Professorbigbody:
Not to mention how bad it is for the environment and for artists' careers. If anyone can make something "good enough" then what's the point of artists at all?
The carbon footprint is INSANE. The amount of energy taken up by AI is nearly that of the country of Japan.
In my opinion, AI should be used as a reference or a tool for human art. Not the final product
I actually disagree a lot with two things here!
Artists' careers are not in danger because of AI, for basically two reasons. One is that capitalism is the danger, that is because capitalism is the only system where a process becoming more efficient can be directly destructive for some people. And two, if your job *really* is threatened by AI, that means your job is not importand after all. WAIT! hear me out:
Im not saying that Artists are not importand (Im one ahah!). Im saying that, a lot of the time, what we mean when we use the word "Art" is really, just content. Simple-minded enough that having a human do it has really not much more, in terms of utility, than leaving it to the AI.

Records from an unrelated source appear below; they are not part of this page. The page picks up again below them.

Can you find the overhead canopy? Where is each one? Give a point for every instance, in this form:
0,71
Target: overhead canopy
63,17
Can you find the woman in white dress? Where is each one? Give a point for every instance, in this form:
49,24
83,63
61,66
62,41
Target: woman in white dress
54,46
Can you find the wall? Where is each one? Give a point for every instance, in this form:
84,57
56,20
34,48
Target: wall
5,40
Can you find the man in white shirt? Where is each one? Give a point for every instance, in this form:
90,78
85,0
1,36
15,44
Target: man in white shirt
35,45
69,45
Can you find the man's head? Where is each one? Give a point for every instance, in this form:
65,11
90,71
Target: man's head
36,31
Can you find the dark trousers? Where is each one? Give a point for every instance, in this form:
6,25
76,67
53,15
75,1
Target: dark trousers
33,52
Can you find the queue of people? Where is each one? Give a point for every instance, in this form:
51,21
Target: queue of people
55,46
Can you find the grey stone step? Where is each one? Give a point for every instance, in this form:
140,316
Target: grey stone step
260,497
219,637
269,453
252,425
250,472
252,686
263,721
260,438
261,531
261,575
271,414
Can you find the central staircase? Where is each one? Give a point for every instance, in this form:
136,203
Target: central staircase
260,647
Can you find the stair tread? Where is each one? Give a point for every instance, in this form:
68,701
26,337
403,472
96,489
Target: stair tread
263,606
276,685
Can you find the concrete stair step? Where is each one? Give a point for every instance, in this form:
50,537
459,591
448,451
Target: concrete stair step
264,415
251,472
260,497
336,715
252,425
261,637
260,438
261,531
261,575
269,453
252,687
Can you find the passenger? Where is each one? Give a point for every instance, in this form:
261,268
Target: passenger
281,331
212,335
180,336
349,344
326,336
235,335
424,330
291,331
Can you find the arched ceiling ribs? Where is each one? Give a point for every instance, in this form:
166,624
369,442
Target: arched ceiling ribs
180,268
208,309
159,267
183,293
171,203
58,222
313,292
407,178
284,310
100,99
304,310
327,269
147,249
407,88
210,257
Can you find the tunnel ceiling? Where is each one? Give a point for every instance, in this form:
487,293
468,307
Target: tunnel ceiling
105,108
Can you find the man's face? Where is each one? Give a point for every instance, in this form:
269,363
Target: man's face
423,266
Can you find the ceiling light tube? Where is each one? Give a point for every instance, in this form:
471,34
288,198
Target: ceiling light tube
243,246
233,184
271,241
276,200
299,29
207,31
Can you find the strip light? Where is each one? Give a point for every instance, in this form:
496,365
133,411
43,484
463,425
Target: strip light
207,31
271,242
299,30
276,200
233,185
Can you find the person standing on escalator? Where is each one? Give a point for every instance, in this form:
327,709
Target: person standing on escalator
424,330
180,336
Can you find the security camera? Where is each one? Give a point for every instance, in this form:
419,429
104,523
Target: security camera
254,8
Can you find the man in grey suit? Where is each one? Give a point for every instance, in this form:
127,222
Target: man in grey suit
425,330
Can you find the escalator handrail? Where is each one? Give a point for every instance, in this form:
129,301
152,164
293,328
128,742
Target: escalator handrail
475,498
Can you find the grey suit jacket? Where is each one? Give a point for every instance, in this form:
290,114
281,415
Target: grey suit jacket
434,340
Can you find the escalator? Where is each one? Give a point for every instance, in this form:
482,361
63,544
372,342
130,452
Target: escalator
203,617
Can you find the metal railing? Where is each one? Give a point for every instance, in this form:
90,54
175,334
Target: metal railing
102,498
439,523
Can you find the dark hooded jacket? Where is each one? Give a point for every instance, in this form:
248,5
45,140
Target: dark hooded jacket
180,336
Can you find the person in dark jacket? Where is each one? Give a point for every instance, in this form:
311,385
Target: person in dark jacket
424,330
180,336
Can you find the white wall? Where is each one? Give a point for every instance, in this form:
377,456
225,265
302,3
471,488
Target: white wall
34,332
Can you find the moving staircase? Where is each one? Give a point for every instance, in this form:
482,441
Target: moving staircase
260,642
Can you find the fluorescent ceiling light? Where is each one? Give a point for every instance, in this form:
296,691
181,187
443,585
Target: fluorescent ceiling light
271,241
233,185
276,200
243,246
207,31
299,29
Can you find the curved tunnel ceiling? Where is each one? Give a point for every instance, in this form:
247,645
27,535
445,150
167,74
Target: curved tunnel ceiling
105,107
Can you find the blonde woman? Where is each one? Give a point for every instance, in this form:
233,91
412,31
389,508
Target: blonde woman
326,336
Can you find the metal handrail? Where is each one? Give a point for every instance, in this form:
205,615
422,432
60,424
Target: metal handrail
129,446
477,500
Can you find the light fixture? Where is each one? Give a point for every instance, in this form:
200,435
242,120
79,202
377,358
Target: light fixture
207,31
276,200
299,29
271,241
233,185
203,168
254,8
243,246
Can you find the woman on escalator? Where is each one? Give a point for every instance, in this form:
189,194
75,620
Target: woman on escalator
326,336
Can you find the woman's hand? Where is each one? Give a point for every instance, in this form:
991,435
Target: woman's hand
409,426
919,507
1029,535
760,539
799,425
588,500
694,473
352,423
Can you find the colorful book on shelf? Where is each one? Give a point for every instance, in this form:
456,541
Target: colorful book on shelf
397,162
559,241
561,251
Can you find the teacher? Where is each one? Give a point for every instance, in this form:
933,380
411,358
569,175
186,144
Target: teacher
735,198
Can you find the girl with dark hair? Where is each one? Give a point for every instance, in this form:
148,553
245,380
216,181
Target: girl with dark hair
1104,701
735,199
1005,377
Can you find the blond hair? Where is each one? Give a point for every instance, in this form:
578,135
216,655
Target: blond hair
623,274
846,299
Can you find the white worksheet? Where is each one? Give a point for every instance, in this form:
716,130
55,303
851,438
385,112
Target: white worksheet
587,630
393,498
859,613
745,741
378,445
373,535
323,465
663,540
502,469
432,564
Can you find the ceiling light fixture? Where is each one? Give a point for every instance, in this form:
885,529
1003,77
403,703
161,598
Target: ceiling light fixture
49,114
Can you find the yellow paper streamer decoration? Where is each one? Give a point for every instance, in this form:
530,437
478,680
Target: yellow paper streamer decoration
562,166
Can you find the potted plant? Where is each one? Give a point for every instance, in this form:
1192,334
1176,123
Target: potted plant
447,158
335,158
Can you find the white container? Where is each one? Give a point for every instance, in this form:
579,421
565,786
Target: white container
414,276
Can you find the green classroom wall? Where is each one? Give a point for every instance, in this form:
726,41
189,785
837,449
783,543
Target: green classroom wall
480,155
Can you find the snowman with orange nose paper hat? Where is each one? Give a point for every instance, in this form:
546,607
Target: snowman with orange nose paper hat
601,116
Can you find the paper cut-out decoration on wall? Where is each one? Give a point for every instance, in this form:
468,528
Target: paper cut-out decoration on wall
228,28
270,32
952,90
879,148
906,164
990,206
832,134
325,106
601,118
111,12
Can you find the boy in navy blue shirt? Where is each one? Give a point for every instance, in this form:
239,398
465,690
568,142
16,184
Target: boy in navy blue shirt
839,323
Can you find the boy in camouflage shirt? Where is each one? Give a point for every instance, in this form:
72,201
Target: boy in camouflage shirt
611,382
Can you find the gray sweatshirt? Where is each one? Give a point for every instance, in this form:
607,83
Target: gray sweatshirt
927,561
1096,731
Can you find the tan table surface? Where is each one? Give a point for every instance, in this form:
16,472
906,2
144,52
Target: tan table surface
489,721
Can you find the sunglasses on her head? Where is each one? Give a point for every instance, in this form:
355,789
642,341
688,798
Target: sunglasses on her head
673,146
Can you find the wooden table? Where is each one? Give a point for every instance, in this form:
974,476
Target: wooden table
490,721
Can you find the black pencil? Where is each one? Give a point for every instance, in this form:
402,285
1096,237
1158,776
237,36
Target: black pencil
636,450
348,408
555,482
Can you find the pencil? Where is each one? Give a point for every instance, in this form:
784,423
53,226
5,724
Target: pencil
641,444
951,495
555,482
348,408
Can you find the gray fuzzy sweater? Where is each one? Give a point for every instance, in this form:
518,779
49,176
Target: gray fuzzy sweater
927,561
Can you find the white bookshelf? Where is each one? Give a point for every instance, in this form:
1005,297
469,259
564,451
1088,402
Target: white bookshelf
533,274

Many Artists dont really do more than mere mindless content creation. The criteria for this basically boils down to what are their intentions with their art.
It would be wrong, however, to say that we should abolish Artists. Instead what im saying is that we, artists need to be more vigilant, intelligent, and intentional with our art.
And also, this doesn't bring food to the table. Nobody will give you money to create a painting that criticises money.
Also, i have to point this out. "AI's footprint" is too vague, most AI models can run on your average computer! The reason OpenAI and other tech companies have such a high footprint is because they intentionally have developed models that are very inefficient. That is just an attempt to make the upfront costs of setting up a company with AI service so big that nobody else can join in that market. Effectively securing an oligopoly for these tech giants.
Edit:
For the first thing, its not very objective. Im basically describing the logic by which an observer might think of "Art", said observers are people who pay for it, for example.